Don't get me wrong, I still think about myself a lot (too much, really), but it's not the only thing I think about anymore, and it really is eye opening how much cool stuff I missed out on in the people around me.
From "The Velveteen Rabbit" by Margery Williams
"What is REAL?" asked the Rabbit one day, when they were lying side by side near the nursery fender, before Nana came to tidy the room. "Does it mean having things that buzz inside you and a stick-out handle?"
"Real isn't how you are made," said the Skin Horse. "It's a thing that happens to you. When a child loves you for a long, long time, not just to play with, but REALLY loves you, then you become Real."
"Does it hurt?" asked the Rabbit.
"Sometimes," said the Skin Horse, for he was always truthful. "When you are Real you don't mind being hurt."
"Does it happen all at once, like being wound up," he asked, "or bit by bit?"

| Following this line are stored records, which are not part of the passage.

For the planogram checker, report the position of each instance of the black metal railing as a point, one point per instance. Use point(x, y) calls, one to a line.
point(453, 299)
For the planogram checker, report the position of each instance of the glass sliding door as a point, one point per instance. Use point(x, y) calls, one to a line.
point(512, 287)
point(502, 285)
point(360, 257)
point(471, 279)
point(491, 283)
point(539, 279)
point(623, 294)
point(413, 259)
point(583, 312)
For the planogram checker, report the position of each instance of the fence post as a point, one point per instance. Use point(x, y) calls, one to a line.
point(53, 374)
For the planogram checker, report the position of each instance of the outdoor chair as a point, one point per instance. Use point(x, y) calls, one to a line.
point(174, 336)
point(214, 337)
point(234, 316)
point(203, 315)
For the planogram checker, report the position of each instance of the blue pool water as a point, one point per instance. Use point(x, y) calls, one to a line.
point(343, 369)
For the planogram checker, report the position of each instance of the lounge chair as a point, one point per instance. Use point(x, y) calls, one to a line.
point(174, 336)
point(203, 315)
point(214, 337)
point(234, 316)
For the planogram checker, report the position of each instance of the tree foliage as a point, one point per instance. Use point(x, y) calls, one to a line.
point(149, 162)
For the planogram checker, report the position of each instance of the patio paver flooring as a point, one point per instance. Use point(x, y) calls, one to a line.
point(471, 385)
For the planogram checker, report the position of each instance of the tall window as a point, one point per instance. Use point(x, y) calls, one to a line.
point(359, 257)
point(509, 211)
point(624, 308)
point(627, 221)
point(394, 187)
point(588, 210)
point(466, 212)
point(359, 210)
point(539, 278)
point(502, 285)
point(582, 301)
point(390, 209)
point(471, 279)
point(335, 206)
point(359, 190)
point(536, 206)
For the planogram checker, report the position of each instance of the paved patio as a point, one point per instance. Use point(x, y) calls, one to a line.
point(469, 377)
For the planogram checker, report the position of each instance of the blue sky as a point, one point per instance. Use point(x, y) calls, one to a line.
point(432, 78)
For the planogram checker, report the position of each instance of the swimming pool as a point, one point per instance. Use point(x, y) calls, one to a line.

"It doesn't happen all at once," said the Skin Horse. "You become. It takes a long time. That's why it doesn't happen often to people who break easily, or have sharp edges, or who have to be carefully kept. Generally, by the time you are Real, most of your hair has been loved off, and your eyes drop out and you get loose in the joints and very shabby. But these things don't matter at all, because once you are Real you can't be ugly, except to people who don't understand."